[Senserelate-developers] followup from nov 18 meeting

SourceForge Headquarters 225 Broadway Suite 1600 San Diego, CA 92101 +1 (858) 454-5900

Hi Jason,

There were a few issues that came up in our Nov 18 meeting that I wanted
to make sure we remembered as they seem to directly impact how we'll
proceed with WordNet-SenseRelate.

First, we discussed the thresholding that we are performing for the word
sense disambiguation measure, and agreed that we really need it at two
levels. First, there is the level of "pairwise" comparisons, which seems
to be what was in the pseudo-code in the presentation. This threshold
avoids adding very small pairwise relatedness values into the overall
relatedness score. We also need a threshold that checks the overall
relatedness value, and makes sure it is large enough to merit making a
decision in favor of a particular sense. So, these are two distinct
thresholds, and we probably need different options for them. In fact,
these two options both appear to be the in the current version of
SenseRelate/disamb.pl. Here are their help entries:

 --minScore SCORE   The score of relatedness with the context, of any sense
                     of the target word, must be at least above SCORE for that
                     sense to be even considered a candidate for the answer.

 --scoreThreshold SCORE
                     For given sense of target word, ignore the score from a
                     particular non-target word if it is <= SCORE. Default = 0.

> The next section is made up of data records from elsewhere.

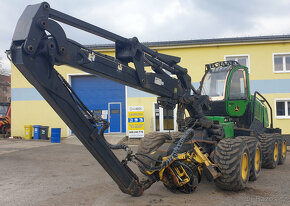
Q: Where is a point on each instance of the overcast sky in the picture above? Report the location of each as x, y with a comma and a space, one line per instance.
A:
160, 20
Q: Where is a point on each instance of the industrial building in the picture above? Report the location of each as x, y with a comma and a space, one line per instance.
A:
267, 57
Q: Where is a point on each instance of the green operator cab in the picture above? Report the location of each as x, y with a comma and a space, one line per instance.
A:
231, 103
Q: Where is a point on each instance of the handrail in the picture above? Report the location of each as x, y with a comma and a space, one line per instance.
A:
254, 104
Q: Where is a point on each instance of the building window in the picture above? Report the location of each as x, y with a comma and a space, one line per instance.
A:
242, 59
281, 63
282, 108
164, 119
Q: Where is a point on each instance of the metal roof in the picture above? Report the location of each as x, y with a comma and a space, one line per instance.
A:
203, 41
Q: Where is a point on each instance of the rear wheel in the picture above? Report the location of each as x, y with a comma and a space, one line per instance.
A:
233, 159
270, 150
282, 149
255, 156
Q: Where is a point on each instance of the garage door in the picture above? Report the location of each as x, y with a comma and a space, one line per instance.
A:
103, 97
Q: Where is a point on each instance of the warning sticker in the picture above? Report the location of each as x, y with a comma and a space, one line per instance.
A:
136, 121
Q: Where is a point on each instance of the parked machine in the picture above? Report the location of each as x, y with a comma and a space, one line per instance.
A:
224, 131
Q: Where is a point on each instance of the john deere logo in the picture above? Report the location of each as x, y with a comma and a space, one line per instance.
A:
237, 108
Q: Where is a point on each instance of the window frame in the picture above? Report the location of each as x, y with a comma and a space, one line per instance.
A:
245, 86
161, 120
283, 61
240, 55
286, 100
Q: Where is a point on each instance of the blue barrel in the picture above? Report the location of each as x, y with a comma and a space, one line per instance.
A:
55, 135
36, 131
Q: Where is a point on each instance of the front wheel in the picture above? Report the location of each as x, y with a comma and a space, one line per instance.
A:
233, 158
282, 149
270, 150
255, 150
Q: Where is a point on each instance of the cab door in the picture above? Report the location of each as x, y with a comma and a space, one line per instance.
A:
237, 92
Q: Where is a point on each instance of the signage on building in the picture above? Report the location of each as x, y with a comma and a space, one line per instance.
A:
136, 121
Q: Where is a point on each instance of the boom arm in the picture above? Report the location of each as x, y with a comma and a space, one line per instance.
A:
35, 52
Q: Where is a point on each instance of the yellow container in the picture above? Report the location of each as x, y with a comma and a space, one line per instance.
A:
28, 131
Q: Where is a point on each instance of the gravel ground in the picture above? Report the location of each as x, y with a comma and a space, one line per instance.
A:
41, 173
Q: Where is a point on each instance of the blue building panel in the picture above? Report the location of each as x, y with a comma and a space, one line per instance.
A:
97, 93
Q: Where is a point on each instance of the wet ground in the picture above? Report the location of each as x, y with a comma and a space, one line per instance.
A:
41, 173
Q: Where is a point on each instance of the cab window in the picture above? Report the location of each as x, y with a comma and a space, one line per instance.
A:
237, 85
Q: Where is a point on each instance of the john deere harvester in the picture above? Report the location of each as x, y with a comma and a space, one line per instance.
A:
224, 130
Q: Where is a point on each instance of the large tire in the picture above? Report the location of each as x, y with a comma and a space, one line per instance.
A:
282, 149
255, 150
232, 157
270, 151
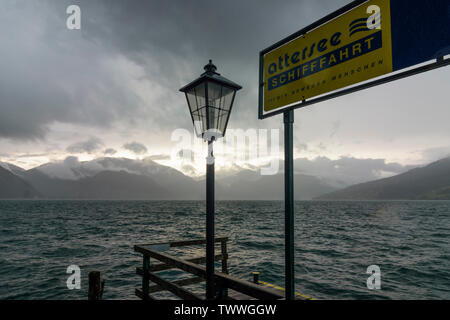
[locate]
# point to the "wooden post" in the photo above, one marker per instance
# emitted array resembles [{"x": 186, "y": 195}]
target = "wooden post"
[
  {"x": 95, "y": 288},
  {"x": 145, "y": 276},
  {"x": 224, "y": 256},
  {"x": 256, "y": 277}
]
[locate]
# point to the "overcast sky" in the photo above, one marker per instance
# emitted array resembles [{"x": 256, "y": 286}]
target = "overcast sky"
[{"x": 111, "y": 88}]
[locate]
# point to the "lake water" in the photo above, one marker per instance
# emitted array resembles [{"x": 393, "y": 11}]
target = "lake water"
[{"x": 335, "y": 243}]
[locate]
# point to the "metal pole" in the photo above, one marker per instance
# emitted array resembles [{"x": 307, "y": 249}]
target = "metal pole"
[
  {"x": 289, "y": 202},
  {"x": 210, "y": 293}
]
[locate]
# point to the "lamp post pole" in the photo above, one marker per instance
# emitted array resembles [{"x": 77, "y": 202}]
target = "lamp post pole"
[
  {"x": 210, "y": 293},
  {"x": 289, "y": 202},
  {"x": 210, "y": 99}
]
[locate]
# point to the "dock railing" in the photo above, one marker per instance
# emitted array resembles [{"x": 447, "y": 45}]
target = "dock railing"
[{"x": 192, "y": 266}]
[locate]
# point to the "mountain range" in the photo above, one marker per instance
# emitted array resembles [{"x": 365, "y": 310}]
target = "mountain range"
[
  {"x": 128, "y": 179},
  {"x": 431, "y": 182}
]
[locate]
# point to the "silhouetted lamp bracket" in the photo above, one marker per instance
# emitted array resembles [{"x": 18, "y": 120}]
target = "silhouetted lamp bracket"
[{"x": 210, "y": 99}]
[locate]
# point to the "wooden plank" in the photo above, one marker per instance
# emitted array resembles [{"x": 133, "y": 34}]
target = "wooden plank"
[
  {"x": 248, "y": 288},
  {"x": 181, "y": 283},
  {"x": 190, "y": 267},
  {"x": 184, "y": 242},
  {"x": 223, "y": 279},
  {"x": 298, "y": 296},
  {"x": 195, "y": 242},
  {"x": 140, "y": 295},
  {"x": 197, "y": 260},
  {"x": 174, "y": 288}
]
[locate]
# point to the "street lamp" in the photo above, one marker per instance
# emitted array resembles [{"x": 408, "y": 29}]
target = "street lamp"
[{"x": 210, "y": 99}]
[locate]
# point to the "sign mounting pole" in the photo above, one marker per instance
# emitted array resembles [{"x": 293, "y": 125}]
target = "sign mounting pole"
[{"x": 289, "y": 203}]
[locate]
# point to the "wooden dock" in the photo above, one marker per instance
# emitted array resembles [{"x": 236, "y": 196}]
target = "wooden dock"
[{"x": 156, "y": 259}]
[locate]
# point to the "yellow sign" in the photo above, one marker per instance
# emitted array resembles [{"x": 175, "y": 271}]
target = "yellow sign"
[{"x": 352, "y": 48}]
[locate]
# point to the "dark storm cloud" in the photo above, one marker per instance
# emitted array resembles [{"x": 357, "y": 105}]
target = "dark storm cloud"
[
  {"x": 348, "y": 170},
  {"x": 89, "y": 146},
  {"x": 110, "y": 151},
  {"x": 135, "y": 147},
  {"x": 159, "y": 157},
  {"x": 50, "y": 74}
]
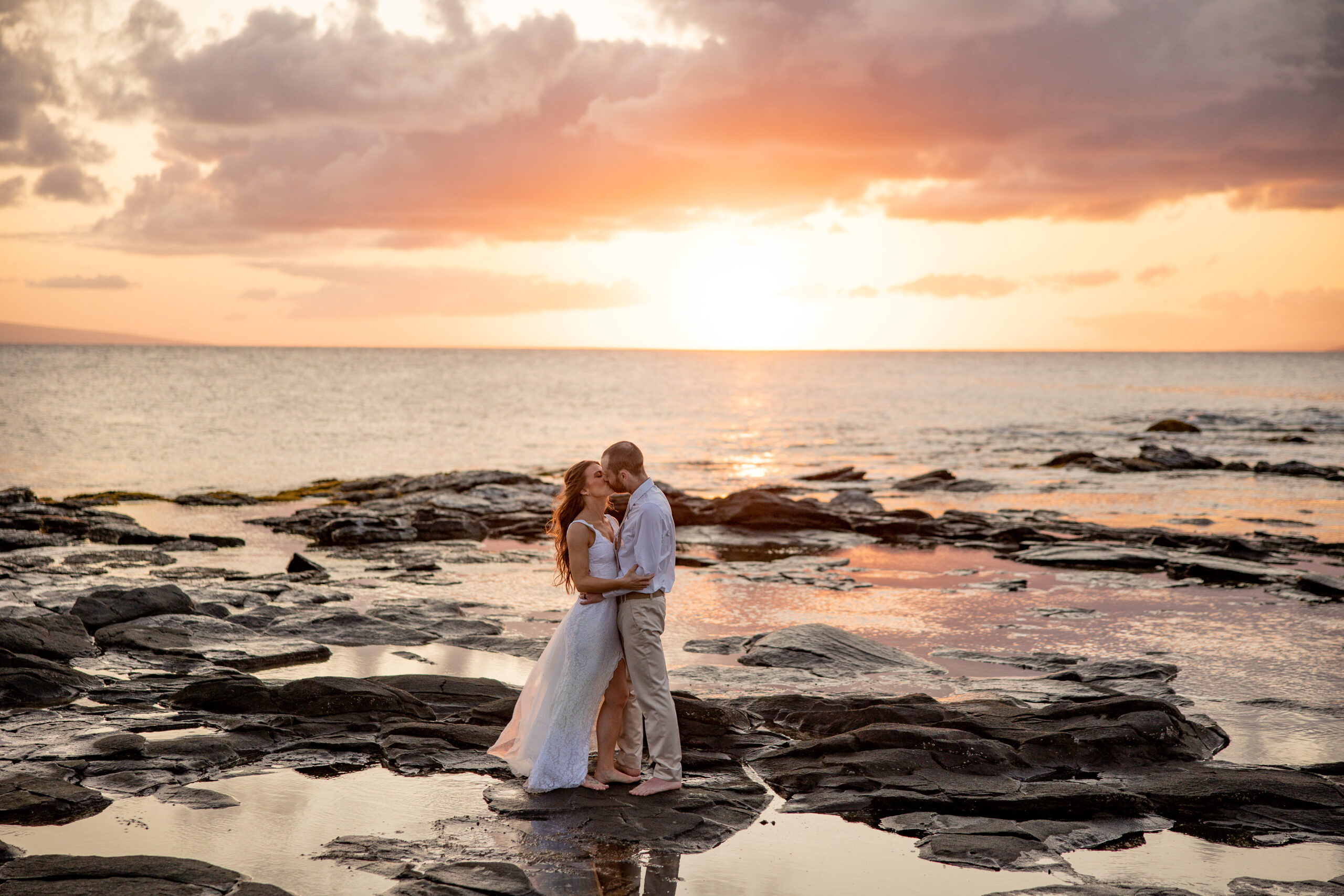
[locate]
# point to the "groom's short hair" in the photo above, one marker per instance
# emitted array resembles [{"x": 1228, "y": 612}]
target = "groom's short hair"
[{"x": 625, "y": 456}]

I would actually propose that we rename these as

 --contextScore
 --pairScore

hopefully those name are descriptive enough to convey which is which. :)

Second, we agreed that it would be very interesting to conduct an
experiment which compares lesk with jcn using pos/coercion. The issue or
problem for lesk is how long it takes, while jcn is limited to only
dealing with nouns (or verbs) exclusively. However, if we are able to
"coerce" words into the part of speech of the target word, we may be able
to use jcn and get just as good results as lesk in less time.

Third, the new derivational relations in Wordnet 2.0 may be helpful in
coercing to the desired part of speech.

Fourth, Bano pointed out that in his MS thesis there is a table (based on
WordNet 1.7) that shows that of the 56,000 compounds known to WordNet,
56,000 of them only have one sense. Given this, it seems that pos tagging
of compounds is not too significant an issue, since the sense
disambiguation problem itself isn't too significant (there is only one to
choose from). Therefore a simple hueristic for tagging compounds as nouns
may be reasonable. We want to verify that the situation remains like this
in 2.0 however.

Fifth, and finally, Bano suggested that we may want to consider using jcn
where we can, and then only using lesk when we need the added ability to
look at different parts of speech. This seems like an excellent
suggestion, and might represent a way to improve performance without
sacrificing quality of results.

In any case, these are among the interesting points that came up during
the meeting. If I missed anything, please feel free to fill them in!

Thanks,
Ted

 --
Ted Pedersen
http://www.d.umn.edu/~tpederse